RADISH PARATHA / MULLANGI PARATHA


INGREDIENTS:

For Paratha:

Wheat flour          - 2 Cups
Oil                       - 2 Tsp
Ghee                   - as needed
Salt                      - as needed
Water                   - as needed

For stuffing:

Radish                - 1 Cup grated
Onion                 - 1 Finely chopped
Cumin seeds       - 1/4 Tsp
Sabji masala /
Garam masala    - 1 Tsp
Oil                      - 1/4 Tsp

HOW TO MAKE:

In a big bowl add wheat flour, salt and mix to be even.  Add water and oil and make a soft dough and keep it aside for two hours.  If you want to make parathas for dinner better, the dough can be prepared and kept in the afternoon.



Wash the radish and peel the skin and grate with the grater.  Crush the grated radish with your hands and remove the excess water from it.  Heat oil in a kadai add cumin seeds, let it splutter.  Add the chopped onion and fry till it get transparent in color.  Add grated radish along with sabji masala (Store one) or garam masala and mix it well.

Keep stirring till it becomes dry and turn off the stove once the radish cooked.  Transfer to a bowl and allow it to cool.





Take a small ball size of dough and make a thick circle.  

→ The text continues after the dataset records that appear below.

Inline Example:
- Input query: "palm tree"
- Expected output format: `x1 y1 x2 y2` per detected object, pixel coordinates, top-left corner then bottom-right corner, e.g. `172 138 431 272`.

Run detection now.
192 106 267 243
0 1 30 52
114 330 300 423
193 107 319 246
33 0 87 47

Keep 1/2 tsp of stuff  on the circle and seal it by pulling all the edges to the centre as shown in the picture.  Seat completely and roll it into a thin parathas or thick.  Dust flour then and there to avoid sticking.  Heat chappathi tava and place the paratha.  Brush with ghee on the paratha and cook till both the sides has golden spots. Transfer the parathas to the hot pack or to the serving bowl.